“We will cut spending but not as fast or as nastily as the Conservatives; we believe in a market economy but not very strongly.” These were central elements of the Labour party’s economic policies in last week’s UK general election. They do not constitute a persuasive narrative and they did not persuade.
The European left has been in intellectual disarray since the collapse of socialism. The threadbare content of Labour’s economic thinking echoes similar weaknesses in the French (not very) Socialist party and Germany’s Social Democrats. In Greece and Spain, the extreme parties of the left are gaining electoral ground by promising things they cannot deliver. The third way of Tony Blair, former UK prime minister (and Bill Clinton, former US president), who saw the need for fresh economic thinking back in the 1990s, has collapsed into vacuity.
Mr Blair flirted with the idea that the purpose of the corporation was a central issue when he embraced “stakeholding” before his election in 1997, but the debate died, partly through the opposition of businesspeople who thought stakeholding meant trade unionists on company boards. It may be an idea whose time has come again.
The usual objection, that an organisation cannot have more than one objective, can be swiftly dismissed. The statesman must balance competing pressures and interests, and every household must manage the sometimes incompatible demands and needs of different family members. Likewise, the job of the professional manager is to balance sometimes complementary, and sometimes conflicting, claims.
Similarly, the good school imparts factual information while stimulating critical thinking. The good smartphone compromises between portability and battery life. We recognise good schools and smartphones when we see them, and we know a good company in the same way.

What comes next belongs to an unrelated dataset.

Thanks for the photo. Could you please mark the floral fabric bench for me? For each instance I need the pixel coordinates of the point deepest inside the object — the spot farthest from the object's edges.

The good corporation — like the good smartphone or the good school — can be identified by what it achieves. It pays workers a living wage; it does not engage in aggressive tax avoidance. It develops the skills and capabilities of its employees and does not bewilder customers with complex tariff structures. It earns profits, reinvests some and pays a dividend to shareholders. Its executives spend more time walking around offices and shop floors than sitting in the meeting rooms of investment banks. The good corporation contributes relevant expertise to the formation of policy but does not engage in lobbying on a scale that corrupts political decision-making.
The political and social legitimacy of the market economy, and of the corporations through which it functions, cannot simply be asserted — as it has been in the market-fundamentalist rhetoric that has dominated economic policy for the past three decades. Its legitimacy has to be earned by the behaviour of the leading economic institutions. That social contract has too often been broken in recent years. And drawing attention to that breach, and the measures needed to regain trust, is an agenda that is not hostile but rather friendly to the long-term interests of the business community.